Se l'essere può rivelarsi attraverso le cose e gli eventi, l'uomo può coglierlo solo se si abbandona
allo svelamento dell'essere come tale. Ma lo svelamento dell'essere non può mai essere totale o
diretto. L'esistenza è allora stare alla luce dell'essere, per cui l'uomo diventa il pastore dell'essere
e la sua dignità consiste “nell'essere chiamato dall'essere stesso a far la guardia alla sua verità”. In
quanto l'uomo pensa, non può fare altro che “lasciare che l'essere sia”. L'uomo deve mettersi in
ascolto del linguaggio dell'essere e affidarsi ad esso.
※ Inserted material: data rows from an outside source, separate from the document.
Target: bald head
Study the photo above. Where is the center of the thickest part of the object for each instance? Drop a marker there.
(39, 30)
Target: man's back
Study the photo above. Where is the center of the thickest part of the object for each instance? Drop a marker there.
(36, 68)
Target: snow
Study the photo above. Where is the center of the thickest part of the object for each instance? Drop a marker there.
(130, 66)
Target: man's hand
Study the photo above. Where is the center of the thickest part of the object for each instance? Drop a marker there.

L'essere parla all'uomo attraverso il linguaggio
o, meglio ancora, attraverso la sua forma più autentica, che è la poesia. La poesia è intesa da
Heidegger come annuncio, appello, ed usa l'uomo come suo messaggero. L'uomo deve ascoltare il
linguaggio nella sua originaria poeticità, cioè nella sua forza fondante e creativa.
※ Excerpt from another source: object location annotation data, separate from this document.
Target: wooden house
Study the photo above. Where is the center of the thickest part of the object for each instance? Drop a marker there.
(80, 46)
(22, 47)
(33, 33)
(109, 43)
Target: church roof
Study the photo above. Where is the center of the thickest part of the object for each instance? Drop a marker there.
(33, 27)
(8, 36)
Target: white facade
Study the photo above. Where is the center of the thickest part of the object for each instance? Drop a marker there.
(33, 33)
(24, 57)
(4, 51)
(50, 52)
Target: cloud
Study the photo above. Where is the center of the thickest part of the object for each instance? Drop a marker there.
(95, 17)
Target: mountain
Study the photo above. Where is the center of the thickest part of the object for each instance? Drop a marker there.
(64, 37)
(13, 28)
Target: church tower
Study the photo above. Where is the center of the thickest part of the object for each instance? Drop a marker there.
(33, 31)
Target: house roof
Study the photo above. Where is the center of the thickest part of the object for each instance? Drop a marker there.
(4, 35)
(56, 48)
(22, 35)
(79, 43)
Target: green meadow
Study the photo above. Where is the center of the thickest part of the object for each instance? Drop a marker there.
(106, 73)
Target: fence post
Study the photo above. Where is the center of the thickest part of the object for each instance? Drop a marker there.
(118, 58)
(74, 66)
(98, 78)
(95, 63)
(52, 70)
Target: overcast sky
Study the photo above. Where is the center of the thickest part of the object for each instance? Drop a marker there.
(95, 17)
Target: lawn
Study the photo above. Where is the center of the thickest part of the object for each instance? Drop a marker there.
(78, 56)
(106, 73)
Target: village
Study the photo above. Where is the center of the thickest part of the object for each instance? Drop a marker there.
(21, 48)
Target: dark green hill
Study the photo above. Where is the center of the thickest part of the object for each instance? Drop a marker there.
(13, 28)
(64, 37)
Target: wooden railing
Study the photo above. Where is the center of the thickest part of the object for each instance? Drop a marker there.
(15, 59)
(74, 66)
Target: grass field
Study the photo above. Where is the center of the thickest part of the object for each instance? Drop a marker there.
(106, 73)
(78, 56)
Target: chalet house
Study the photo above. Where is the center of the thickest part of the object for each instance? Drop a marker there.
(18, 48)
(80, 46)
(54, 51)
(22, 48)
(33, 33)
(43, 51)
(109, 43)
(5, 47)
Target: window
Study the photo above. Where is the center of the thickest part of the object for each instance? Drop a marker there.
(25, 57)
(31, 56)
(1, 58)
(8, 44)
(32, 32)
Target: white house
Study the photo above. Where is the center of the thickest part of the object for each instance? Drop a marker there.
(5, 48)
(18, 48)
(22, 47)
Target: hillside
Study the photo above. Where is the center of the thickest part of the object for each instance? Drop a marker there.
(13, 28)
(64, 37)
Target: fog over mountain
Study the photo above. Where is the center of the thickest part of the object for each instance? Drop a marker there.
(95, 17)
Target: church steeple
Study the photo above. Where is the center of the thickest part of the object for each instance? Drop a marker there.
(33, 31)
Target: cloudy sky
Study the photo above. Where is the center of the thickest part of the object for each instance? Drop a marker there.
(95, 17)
In quanto è ascolto del linguaggio, il pensiero è ermeneutica. Ermeneutica, cioè interpretazione,


incontro con il linguaggio, è allora la stessa esistenza nella sua dimensione più autentica.
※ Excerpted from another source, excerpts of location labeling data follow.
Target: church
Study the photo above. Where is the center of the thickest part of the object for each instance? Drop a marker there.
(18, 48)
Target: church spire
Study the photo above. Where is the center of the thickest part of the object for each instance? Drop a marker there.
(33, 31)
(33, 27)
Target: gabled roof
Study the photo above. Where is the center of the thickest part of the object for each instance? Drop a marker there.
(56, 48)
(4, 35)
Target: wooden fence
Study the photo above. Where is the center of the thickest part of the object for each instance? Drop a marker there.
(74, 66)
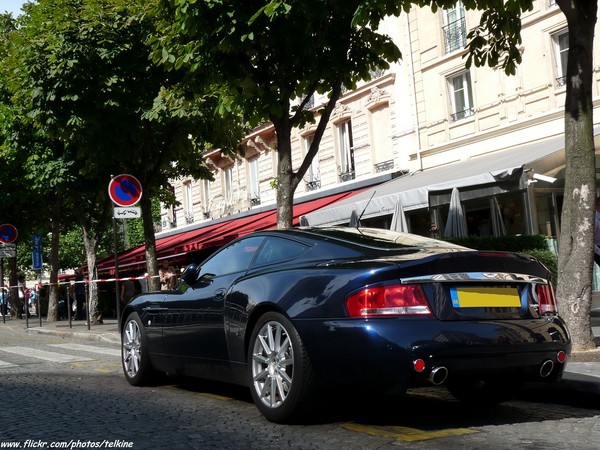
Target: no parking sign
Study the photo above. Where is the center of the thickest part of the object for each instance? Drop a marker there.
(8, 233)
(125, 190)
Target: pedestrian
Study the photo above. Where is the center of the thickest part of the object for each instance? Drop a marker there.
(23, 309)
(167, 277)
(3, 301)
(144, 282)
(79, 294)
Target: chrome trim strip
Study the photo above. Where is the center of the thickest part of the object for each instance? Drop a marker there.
(474, 277)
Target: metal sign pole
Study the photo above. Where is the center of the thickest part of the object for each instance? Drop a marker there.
(4, 305)
(116, 268)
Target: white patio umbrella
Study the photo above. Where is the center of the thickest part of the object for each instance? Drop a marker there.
(399, 222)
(497, 219)
(456, 225)
(354, 222)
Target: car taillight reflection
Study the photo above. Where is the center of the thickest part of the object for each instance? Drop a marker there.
(546, 300)
(392, 300)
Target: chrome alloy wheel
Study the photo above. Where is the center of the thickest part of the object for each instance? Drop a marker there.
(272, 364)
(132, 349)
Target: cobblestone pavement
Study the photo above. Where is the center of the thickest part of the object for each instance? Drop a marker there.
(90, 401)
L'ermeneutica a cui pensa Heidegger è quella che è capace di interpretare la parola senza
consumarla o esaurirla, rispettandola nella sua natura. In questo senso va anche intesa l'insistenza
di Heidegger su nozioni come quella di silenzio e di ascolto del silenzio. Il che non è da vedere
come misticismo, ma corrisponde al riconoscimento che l'appello a cui rispondiamo deve essere
lasciato valere come appello: il pensiero ermeneutico intende proprio lasciar essere altro
l'altro.

Concludo con alcune osservazioni riguardanti il problema di Dio. In primo luogo non si confonda
l'essere di cui Heidegger parla con Dio e tantomeno col Dio cristiano. “L'essere non è Dio né un
fondamento del mondo”, dice chiaramento Heidegger nella Lettera sull'umanismo. Ma questa non
vuole essere una dichiarazione di ateismo o di indifferentismo. Anzi Heidegger ritiene che “solo a
partire dall'essenza del sacro va pensata l'essenza della divinità”. In altre parole, Heidegger lascia
aperta la porta al problema di Dio. Egli riconosce soltanto che l'uomo contemporaneo non può
porsi tale problema se non ponendosi in quella dimensione in cui una domanda simile possa essere
posta. Questa è appunto la dimensione del sacro, che però resta chiusa, secondo Heidegger, se
non si è illuminati e aperti all'Essere. Il che oggi non accade e può darsi che una caratteristica
dell'età contemporanea sia proprio quella della chiusura alle dimensioni del sacro. Però “la
sdivinizzazione esclude così poco la religiosità che è proprio attraverso la sdivinizzazione che il
rapporto agli Dèi si trasforma in esperienza vissuta religiosa” (cf. Sentieri interrotti).